Will China’s Digital Red Envelopes Deliver Mobile Wallet Adoption?

China’s culture and history stretches back, quite literally, thousands of years. However, one tradition central to the Chinese New Year is getting a digital update for the 2016 celebrations.

South China Morning Post reported that some of the country’s largest eCommerce retailers, along with the government itself, are trying to push the tradition of new year’s monetary gifts online. “Hongbao” — historically red envelopes containing cash as a gift of goodwill and prosperity to start the new year — have always been delivered by hand, but this year, Alibaba, Baidu, Tencent and the Chinese Communist Party are all trying to get people to send their new year’s gifts digitally instead.

In addition to offering digital equivalents of hongbao that the eRetailers are pushing as more flexible and convenient than physical envelopes, the Chinese government has put its money where its mouth is.
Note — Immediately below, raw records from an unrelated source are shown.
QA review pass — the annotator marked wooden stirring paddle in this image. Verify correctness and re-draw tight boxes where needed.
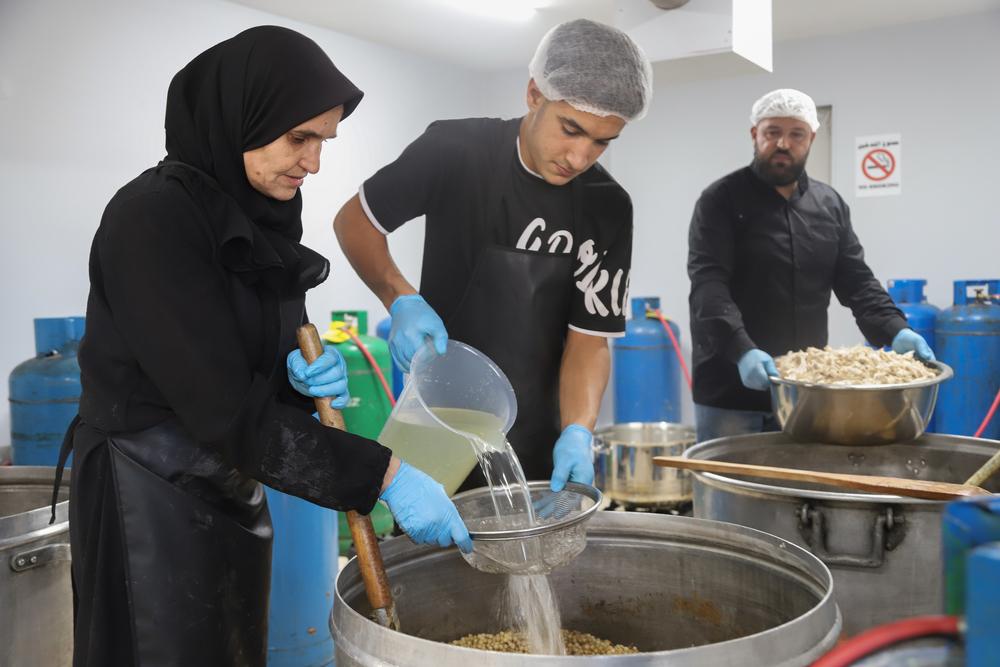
[296,324,399,631]
[653,456,989,500]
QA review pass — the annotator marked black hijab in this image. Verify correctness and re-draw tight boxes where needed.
[165,26,364,289]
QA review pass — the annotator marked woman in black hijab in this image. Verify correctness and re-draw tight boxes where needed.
[61,26,471,667]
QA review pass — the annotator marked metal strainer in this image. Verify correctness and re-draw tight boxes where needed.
[452,481,601,574]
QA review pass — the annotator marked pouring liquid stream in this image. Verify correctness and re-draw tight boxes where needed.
[379,408,566,655]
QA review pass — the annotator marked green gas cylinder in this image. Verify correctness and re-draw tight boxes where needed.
[323,310,392,556]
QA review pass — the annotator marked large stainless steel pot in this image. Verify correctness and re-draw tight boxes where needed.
[685,433,1000,634]
[330,512,841,667]
[0,466,73,667]
[594,422,695,507]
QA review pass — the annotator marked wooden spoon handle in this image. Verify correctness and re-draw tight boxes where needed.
[296,323,399,630]
[653,456,988,500]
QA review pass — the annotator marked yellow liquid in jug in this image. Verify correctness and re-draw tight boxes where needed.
[378,408,506,496]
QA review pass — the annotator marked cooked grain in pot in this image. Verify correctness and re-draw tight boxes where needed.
[451,630,639,655]
[774,345,937,385]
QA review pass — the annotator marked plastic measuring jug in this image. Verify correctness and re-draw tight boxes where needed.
[378,340,517,495]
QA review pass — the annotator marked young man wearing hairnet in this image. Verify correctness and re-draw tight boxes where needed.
[334,20,652,490]
[688,89,934,441]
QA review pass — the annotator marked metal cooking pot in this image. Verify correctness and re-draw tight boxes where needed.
[0,466,73,667]
[594,422,695,507]
[330,512,841,667]
[685,433,1000,634]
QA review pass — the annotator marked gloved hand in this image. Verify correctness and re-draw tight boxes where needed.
[736,348,780,391]
[389,294,448,373]
[549,424,594,492]
[285,346,351,410]
[381,461,472,553]
[892,329,934,361]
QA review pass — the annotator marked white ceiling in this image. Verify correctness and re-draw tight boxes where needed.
[233,0,1000,71]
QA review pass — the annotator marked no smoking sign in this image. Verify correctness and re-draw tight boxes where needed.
[855,134,903,197]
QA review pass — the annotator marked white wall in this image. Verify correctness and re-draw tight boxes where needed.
[0,0,478,445]
[0,6,1000,444]
[483,12,1000,421]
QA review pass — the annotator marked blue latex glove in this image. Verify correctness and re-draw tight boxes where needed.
[381,461,472,554]
[892,329,934,361]
[285,346,351,410]
[549,424,594,492]
[389,294,448,373]
[736,348,779,391]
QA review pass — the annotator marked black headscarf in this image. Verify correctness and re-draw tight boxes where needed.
[156,26,363,287]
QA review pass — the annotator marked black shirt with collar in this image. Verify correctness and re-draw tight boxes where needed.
[688,166,907,411]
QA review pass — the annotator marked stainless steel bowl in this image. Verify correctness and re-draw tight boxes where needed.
[771,361,954,445]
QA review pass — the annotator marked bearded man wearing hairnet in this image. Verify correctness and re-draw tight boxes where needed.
[334,20,652,490]
[688,88,934,441]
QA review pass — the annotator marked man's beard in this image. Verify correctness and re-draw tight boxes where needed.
[750,146,809,187]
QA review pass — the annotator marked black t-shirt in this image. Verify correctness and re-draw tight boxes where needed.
[360,118,632,337]
[688,167,906,410]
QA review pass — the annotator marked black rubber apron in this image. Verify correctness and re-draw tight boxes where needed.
[60,295,304,667]
[446,124,582,490]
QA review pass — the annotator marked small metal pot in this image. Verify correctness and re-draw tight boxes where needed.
[594,422,695,508]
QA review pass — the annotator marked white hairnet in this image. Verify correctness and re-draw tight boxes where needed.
[528,19,653,122]
[750,88,819,132]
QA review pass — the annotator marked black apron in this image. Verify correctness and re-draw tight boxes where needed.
[58,294,305,667]
[446,124,583,491]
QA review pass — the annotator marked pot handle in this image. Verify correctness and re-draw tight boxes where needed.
[10,542,70,572]
[798,503,906,568]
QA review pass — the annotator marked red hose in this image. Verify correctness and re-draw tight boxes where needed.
[648,310,691,389]
[812,616,959,667]
[972,389,1000,438]
[341,326,396,407]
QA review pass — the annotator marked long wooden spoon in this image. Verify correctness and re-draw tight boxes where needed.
[296,324,399,630]
[653,456,989,500]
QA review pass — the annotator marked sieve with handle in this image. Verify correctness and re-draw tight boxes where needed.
[452,481,602,574]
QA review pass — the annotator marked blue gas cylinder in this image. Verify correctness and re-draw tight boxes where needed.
[612,297,681,423]
[265,487,339,667]
[375,317,403,398]
[888,279,941,350]
[934,280,1000,439]
[9,317,84,466]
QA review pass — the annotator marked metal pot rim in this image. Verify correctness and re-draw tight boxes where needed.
[768,361,955,392]
[682,433,991,505]
[336,512,843,665]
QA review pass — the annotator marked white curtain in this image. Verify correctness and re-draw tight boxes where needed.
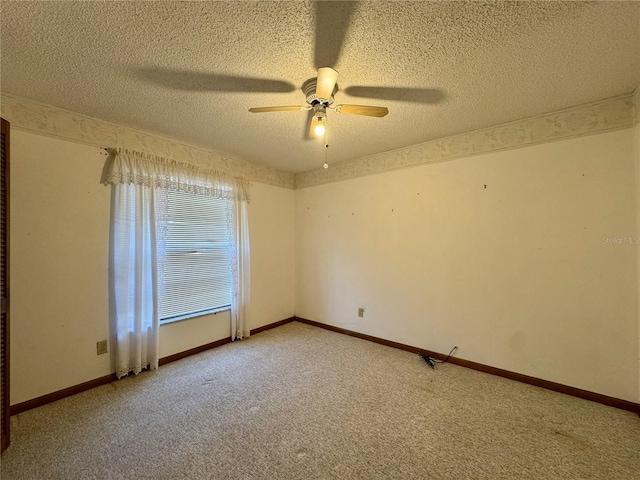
[102,149,251,378]
[109,183,166,378]
[230,197,251,340]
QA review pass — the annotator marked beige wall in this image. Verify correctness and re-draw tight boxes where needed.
[295,129,639,401]
[634,121,640,403]
[10,129,294,404]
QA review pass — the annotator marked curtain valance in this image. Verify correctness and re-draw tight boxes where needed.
[102,148,249,203]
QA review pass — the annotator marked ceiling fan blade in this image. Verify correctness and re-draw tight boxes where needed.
[133,67,296,93]
[316,67,338,100]
[341,86,446,104]
[313,0,358,68]
[335,105,389,118]
[249,105,308,113]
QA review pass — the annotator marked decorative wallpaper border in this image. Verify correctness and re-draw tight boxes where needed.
[0,92,295,188]
[633,85,640,125]
[295,87,640,189]
[0,86,640,189]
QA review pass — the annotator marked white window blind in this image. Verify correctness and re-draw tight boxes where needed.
[160,191,231,321]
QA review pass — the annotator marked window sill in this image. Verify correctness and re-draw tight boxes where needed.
[160,305,231,326]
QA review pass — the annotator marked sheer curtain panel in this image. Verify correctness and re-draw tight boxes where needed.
[102,149,250,378]
[109,183,166,378]
[231,201,251,340]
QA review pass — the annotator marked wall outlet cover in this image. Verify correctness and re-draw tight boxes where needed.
[96,340,108,355]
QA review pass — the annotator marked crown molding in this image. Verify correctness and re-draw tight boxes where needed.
[295,87,640,189]
[0,92,295,188]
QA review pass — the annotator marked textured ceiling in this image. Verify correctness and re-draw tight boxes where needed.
[0,1,640,172]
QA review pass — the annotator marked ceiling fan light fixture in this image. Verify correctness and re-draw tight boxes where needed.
[311,110,327,137]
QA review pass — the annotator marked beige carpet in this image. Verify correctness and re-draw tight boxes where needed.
[1,323,640,480]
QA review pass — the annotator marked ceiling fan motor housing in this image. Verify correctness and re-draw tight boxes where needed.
[302,78,338,107]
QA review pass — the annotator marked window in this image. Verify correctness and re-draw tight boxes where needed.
[160,191,231,322]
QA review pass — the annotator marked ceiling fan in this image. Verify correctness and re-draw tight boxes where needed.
[249,67,389,136]
[135,0,444,143]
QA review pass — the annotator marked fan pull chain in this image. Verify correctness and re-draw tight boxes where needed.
[323,128,329,170]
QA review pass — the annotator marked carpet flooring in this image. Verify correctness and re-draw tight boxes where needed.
[1,322,640,480]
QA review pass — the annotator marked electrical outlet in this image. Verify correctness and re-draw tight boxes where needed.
[96,340,108,355]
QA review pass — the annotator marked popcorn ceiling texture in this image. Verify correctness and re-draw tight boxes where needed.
[0,1,640,174]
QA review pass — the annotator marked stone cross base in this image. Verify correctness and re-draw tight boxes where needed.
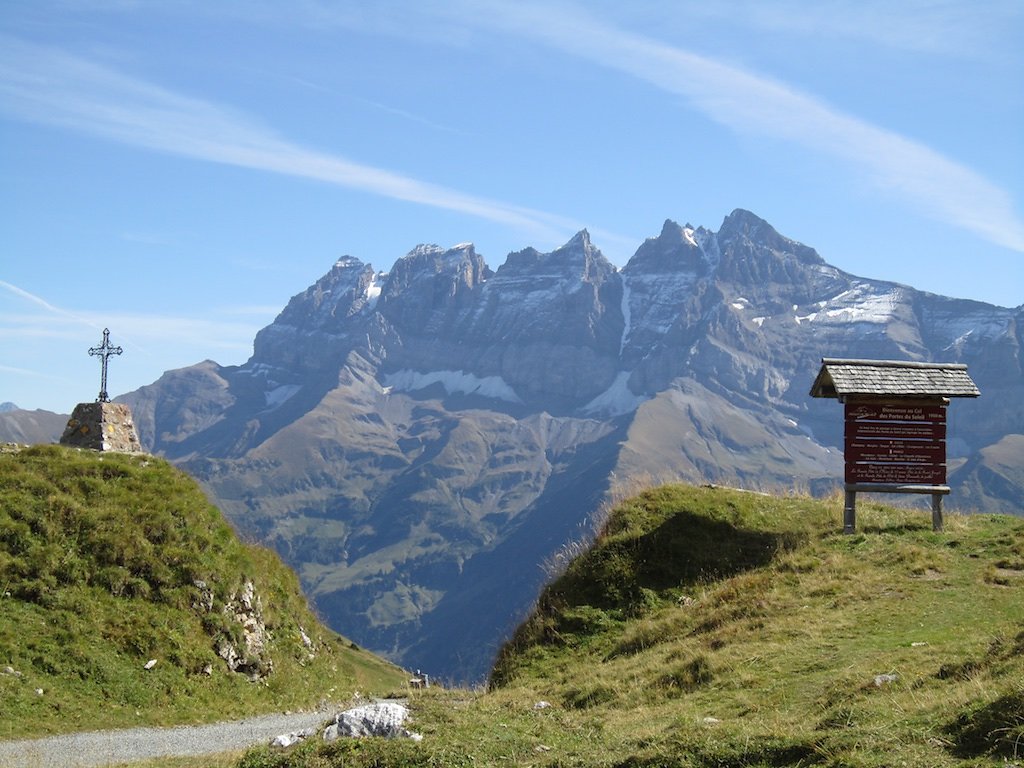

A total of $50,000 has been put up as a pot from which the lucky winners can send their family and friends digital hongbao at no personal expense; however, participants have to enter a passcode — so far, all well-known sayings from President Xi Jinping — to win their share of some of those new year’s funds.

While South China Morning Post reported that some Internet commenters treated the program with derision and disbelief, TechCrunch explained that digital hongbao aren’t an absolute novelty in China. In fact, WeChat processed more than 1 billion hongbao in 2015, and on the West’s communally chosen date for the new year, another 2.3 billion were ordered through the site.

Chinese revelers clearly show an affinity for updating traditional customs to suit modern conceptions of convenience, and if the country’s eCommerce giants can continue to incentivize the move from the old to the new, more of China’s ancient traditions than just the hongbao may end up moving to mobile, the cloud and beyond.